Thanks for your feedback @reames

We could even land the current definition and do this generalization in a follow on if desired.

Great! That was kind of our reasoning with doing just a stride of 2, keep it simple at first and if there is need for it we can extend it to other strides as well.

For the interleave case, we can simply allow an arbitrary number of vector arguments with matching vector types. If the input type is <vscale x N x ty> than the result is <vscale x A*N x ty> where A is the (compile time constant) number of arguments.

For the deinterleave case, it's a bit trickier. I'd like to avoid specific odd/even versions. One option I see is to add two integer constant arguments to the intrinsic.

That is one of the things we experimented with and a reason to design the ISD nodes in this way, as they're easily extended for higher strides.
Legalisation for non-power-of-2 strides (like 3 or 5) gets a bit awkward though as it requires lots of insert/extract_subvector operations, some of them SVE does not yet support (we need to put in a bit more work to support nxv1* types), but we could have a cost-model to avoid choosing such strides in the LV.

One thing to keep in mind is that all targets must be able to lower these intrinsics even if they don't have dedicated instructions for such interleaves (e.g. when they can't be merged with load/store instructions). I think we can probably fall back to using gather/scatter to implement lowering of these operations for any stride.

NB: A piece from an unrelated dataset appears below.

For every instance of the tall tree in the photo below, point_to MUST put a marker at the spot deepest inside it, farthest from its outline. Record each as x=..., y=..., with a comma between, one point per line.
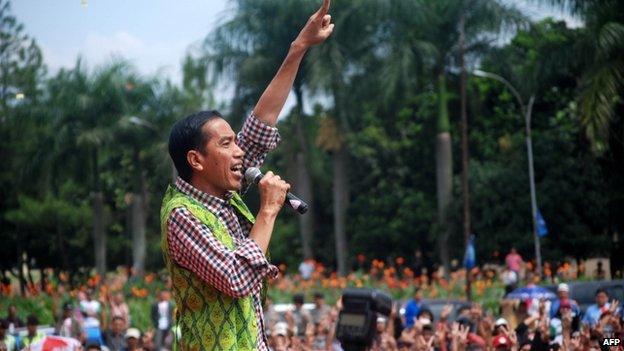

The first would be the stride, the second would be the remainder. So, your "even" variant becomes deinterleave(vec, 2, 0). One piece that I'm not sure works here is that our result type needs to be a function of the type of the vector argument and the first integer argument. That may require some custom verification rules.

We experimented with just passing the 'offset'. The stride could be deduced from the types (e.g. if output is <vscale x 2 x i64> and input is <vscale x 8 x i64>, then the stride is 4), and the offset would tell at what element to start deinterleaving (it would be a value 0 <= offset < stride).

llvm/include/llvm/CodeGen/ISDOpcodes.h
574

That's right, legalisation becomes simpler when all the types are the same. For example, when the input vector is illegal (too wide) but the vector output is legal, we'd need to split the operation into two.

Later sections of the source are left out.